Echoing Ian Fleming’s text, Sellers’ Bond later faces torture at the hands of Orson Welles’ Le Chiffre. (He is tied to a chair with no seat before enduring a psychedelic assault, a reminder that this parodic Casino Royale is more faithful to its origins than one might credit.) Poor old Evelyn Tremble thought he might be able to impersonate James Bond. Instead he’s driven out of his mind, then shot to death by the woman he was trying to rescue. (And you thought Daniel Craig felt betrayed by Eva Green.)
Here, 007 dies by the hand of the original Bond girl, in both senses: Ursula Andress of Dr. No playing Vesper Lynd from Fleming’s first novel. It’s small consolation for Tremble that, as the film’s closest thing to an Everyman, his ghost gets to condemn Woody Allen’s Bond to hell in the closing credits. Those credits include Mike Redway’s song, “Have No Fear, Bond Is Here,” which rounds off the movie’s closing whirl of soap-bubbles, deadly gunfire, and broad comedy:
The formula is safe with old 007
He’s got a red-head in his arms
Though he’s a lover,
When you are in trouble
Have no fear, look who’s here:
James Bond!
They’ve got us on the run
With guns
And knives
We’re fighting for our lives
Have no fear, Bond is here
He’s gonna save the world at Casino Royale
The jaunty tune seems doubly ridiculous, as Bond and his namesakes have been killed in a nuclear explosion. (It’s hard to tell whether the blast saves the world from Woody Allen’s villain or if it represents a kind of implied apocalypse in the style of Kiss Me Deadly.) As far as subversion of the Bond persona goes, it’s as if Daniel Craig’s Casino Royale concluded with What’s So Funny About Peace, Love, and Understanding instead of the Monty Norman theme.
Casino Royale (2006) ending Remixed from James Patrick on Vimeo.
The 1967 Casino Royale takes a lot of flak for incoherence and apparent self-indulgence. And don’t get me wrong – this is a very silly, very self-indulgent film made by people burned by the real-life business of Bond.
BOND: (searching for Vesper) You haven’t by any chance seen a young lady in a green dress?
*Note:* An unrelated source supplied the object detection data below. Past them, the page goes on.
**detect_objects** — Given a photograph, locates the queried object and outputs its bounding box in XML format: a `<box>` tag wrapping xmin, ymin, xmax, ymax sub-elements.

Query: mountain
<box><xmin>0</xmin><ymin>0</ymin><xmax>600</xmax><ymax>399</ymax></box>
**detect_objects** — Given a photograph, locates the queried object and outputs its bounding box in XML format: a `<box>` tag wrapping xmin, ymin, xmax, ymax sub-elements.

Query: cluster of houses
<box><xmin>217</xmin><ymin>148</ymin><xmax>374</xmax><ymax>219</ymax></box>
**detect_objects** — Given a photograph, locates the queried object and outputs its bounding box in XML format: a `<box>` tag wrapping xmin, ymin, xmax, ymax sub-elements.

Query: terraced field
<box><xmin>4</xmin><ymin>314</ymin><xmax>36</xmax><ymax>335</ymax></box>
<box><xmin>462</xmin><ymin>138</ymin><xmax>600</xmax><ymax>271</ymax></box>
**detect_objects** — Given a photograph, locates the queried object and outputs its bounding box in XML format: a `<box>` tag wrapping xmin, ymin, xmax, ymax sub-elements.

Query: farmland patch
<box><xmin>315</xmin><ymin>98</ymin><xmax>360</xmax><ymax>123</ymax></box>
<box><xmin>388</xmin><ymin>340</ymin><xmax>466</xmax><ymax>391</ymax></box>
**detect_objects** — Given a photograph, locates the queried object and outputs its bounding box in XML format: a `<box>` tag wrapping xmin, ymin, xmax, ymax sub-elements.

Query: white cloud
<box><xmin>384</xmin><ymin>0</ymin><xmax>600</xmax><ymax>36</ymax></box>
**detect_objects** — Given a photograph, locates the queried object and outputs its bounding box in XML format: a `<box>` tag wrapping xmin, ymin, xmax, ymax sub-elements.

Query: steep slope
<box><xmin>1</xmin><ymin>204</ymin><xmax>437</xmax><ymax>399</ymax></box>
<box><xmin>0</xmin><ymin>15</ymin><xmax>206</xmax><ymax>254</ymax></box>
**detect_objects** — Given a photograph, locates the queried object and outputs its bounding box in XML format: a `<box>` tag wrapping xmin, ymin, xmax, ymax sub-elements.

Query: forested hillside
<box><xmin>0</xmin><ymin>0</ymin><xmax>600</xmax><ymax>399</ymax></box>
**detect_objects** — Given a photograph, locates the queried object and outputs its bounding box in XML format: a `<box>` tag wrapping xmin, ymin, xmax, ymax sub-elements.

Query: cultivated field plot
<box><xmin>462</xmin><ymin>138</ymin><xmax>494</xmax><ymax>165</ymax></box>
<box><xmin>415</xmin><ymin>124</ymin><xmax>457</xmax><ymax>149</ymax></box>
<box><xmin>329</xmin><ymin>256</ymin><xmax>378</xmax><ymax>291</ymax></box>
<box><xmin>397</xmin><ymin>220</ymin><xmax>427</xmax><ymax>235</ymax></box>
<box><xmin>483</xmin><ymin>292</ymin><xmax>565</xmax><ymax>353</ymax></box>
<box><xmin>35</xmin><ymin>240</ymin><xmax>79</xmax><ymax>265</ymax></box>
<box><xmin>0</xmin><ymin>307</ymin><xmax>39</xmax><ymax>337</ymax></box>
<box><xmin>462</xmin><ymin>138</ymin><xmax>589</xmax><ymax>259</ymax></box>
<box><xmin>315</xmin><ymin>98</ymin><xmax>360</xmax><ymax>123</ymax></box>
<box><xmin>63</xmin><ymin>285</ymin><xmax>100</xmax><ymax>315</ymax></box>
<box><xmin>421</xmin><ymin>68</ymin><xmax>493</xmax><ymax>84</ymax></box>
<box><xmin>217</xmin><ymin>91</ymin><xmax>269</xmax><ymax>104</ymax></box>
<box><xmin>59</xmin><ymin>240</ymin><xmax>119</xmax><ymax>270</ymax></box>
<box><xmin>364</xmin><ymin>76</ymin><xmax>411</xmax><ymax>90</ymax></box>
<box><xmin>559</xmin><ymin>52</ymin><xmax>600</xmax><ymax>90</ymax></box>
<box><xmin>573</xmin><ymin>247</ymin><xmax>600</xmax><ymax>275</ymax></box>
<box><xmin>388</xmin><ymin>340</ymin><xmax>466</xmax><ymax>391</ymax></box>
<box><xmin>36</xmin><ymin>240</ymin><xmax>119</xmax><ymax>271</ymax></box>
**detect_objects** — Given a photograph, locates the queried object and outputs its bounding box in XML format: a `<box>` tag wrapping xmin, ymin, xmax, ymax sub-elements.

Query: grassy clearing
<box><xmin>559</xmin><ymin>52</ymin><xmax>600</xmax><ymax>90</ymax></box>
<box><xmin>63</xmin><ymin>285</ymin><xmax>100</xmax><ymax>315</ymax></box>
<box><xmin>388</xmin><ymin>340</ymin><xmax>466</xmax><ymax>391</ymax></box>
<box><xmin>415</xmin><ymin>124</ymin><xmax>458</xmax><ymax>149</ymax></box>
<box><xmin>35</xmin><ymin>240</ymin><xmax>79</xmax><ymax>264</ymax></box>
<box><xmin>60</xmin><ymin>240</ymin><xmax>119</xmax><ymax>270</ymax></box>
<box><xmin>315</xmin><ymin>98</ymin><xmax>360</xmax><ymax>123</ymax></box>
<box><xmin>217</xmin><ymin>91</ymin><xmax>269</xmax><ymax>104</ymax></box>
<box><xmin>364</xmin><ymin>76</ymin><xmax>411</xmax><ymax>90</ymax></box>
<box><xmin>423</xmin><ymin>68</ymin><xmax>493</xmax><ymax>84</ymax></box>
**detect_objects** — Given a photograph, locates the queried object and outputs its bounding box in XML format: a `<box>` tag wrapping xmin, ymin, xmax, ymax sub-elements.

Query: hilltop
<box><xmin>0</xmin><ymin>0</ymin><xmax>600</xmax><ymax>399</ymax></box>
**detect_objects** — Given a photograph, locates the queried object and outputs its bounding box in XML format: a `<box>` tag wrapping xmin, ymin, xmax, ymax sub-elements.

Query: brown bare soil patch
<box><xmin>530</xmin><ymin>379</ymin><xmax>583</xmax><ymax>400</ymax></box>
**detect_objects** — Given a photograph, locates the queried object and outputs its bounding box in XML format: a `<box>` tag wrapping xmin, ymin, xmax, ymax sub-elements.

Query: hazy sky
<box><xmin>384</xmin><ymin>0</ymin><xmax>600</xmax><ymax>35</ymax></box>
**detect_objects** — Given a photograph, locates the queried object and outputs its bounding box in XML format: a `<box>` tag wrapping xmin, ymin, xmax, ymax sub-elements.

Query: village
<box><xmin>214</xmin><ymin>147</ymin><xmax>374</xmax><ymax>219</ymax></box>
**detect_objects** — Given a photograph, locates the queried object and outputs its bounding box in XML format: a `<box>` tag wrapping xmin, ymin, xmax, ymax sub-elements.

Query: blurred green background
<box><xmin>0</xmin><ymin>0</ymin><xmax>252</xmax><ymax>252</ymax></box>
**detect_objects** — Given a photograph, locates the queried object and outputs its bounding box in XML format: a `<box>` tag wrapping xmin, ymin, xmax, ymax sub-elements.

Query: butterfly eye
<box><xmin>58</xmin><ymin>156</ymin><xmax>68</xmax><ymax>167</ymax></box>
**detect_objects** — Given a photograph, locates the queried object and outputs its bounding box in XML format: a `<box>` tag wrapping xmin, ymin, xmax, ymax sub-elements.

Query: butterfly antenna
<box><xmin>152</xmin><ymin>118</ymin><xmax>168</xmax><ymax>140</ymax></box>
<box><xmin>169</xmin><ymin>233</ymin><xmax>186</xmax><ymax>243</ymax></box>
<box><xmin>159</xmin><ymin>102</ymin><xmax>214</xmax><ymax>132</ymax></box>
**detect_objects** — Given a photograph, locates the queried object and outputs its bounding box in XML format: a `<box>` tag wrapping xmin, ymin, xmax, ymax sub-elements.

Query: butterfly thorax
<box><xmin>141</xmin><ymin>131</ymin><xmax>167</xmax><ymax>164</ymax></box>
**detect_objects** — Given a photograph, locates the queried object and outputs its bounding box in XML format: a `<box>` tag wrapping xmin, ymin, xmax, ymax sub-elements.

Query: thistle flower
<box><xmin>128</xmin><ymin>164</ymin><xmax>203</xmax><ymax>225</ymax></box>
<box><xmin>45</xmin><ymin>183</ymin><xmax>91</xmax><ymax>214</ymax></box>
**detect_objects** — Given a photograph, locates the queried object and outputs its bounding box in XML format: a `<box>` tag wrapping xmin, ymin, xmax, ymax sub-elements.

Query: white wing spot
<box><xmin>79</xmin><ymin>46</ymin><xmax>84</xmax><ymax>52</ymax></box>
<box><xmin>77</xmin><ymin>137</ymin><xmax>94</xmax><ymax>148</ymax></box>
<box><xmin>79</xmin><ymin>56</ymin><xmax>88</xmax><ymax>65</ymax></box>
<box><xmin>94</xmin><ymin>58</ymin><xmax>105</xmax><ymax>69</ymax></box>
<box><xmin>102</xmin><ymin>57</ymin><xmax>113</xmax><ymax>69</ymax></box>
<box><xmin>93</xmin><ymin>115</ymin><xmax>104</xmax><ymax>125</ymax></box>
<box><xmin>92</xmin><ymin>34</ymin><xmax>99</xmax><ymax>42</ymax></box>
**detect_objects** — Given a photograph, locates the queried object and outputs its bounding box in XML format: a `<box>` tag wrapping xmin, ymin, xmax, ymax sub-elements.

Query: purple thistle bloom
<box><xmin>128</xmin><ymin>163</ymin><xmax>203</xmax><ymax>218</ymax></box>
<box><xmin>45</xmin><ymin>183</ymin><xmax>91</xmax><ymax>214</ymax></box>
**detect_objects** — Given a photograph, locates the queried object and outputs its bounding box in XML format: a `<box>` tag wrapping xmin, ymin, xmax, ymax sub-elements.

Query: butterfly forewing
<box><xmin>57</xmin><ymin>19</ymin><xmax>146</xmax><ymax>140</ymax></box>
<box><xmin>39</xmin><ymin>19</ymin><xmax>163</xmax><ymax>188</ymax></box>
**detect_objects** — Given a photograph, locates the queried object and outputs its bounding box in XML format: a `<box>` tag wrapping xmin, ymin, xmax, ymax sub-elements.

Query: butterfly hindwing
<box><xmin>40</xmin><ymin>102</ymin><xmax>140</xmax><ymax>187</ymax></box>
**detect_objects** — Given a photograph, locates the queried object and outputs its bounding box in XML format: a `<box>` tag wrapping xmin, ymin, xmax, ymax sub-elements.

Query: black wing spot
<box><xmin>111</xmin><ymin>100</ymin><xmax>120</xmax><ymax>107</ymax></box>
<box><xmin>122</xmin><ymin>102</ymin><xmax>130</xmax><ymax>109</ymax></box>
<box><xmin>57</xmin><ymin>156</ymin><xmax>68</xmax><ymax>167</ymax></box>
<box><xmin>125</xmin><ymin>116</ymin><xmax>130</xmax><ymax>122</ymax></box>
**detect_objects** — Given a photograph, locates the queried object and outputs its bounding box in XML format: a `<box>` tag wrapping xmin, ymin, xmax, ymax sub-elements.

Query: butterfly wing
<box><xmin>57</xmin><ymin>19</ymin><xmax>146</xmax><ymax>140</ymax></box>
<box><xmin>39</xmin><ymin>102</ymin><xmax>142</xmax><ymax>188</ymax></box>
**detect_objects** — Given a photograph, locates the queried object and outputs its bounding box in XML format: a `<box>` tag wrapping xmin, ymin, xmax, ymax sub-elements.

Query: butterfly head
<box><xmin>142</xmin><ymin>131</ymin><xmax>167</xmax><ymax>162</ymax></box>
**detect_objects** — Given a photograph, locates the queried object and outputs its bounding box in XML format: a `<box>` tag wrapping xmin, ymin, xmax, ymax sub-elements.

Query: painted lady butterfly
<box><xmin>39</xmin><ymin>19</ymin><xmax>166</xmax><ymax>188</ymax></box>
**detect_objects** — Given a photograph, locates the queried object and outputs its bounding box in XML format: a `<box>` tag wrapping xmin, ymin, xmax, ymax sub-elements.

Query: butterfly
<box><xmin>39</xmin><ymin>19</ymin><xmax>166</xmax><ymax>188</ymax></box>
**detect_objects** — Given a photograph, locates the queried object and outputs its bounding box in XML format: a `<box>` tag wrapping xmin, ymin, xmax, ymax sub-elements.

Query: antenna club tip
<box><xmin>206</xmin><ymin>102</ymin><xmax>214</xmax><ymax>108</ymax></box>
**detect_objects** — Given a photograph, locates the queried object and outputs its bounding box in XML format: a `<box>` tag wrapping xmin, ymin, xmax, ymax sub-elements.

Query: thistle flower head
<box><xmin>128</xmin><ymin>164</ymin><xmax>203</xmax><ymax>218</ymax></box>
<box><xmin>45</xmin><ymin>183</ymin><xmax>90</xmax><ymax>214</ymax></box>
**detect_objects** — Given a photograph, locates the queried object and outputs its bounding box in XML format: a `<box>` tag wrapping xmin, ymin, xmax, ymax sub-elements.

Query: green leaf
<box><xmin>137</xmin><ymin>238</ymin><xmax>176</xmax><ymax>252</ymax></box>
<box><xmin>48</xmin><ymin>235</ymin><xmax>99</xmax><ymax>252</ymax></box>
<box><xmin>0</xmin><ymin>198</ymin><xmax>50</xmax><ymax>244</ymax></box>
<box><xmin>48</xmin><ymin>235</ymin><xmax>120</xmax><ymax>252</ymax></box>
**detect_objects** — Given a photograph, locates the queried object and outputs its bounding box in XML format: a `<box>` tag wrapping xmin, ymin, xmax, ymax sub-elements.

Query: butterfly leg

CONCIERGE: Would that be a lady with a black bag over her head being manhandled by two unsavoury gentlemen?
BOND: Could very well be.
CONCIERGE: She went that way, sir.
You have to be in touch with your inner eight-year-old to appreciate the movie’s mix of flying saucers, Dr. Caligari-meets-the-Keystone-Cops, go-go booted gladiator women, and French cops with Scottish accents. But Casino Royale is jester and carnival: a season of masquerade and festivity. It is the unreasonable, indulgent, frustrating quality of filmmaking that allows chaos to provide a serious and highly prescient commentary on the ludicrous and increasingly self-referential pageant that the Bond series would become. The movie is a true burlesque that goes where no “official” Bond film ever could – and you should rightfully christen it your new favourite Bond.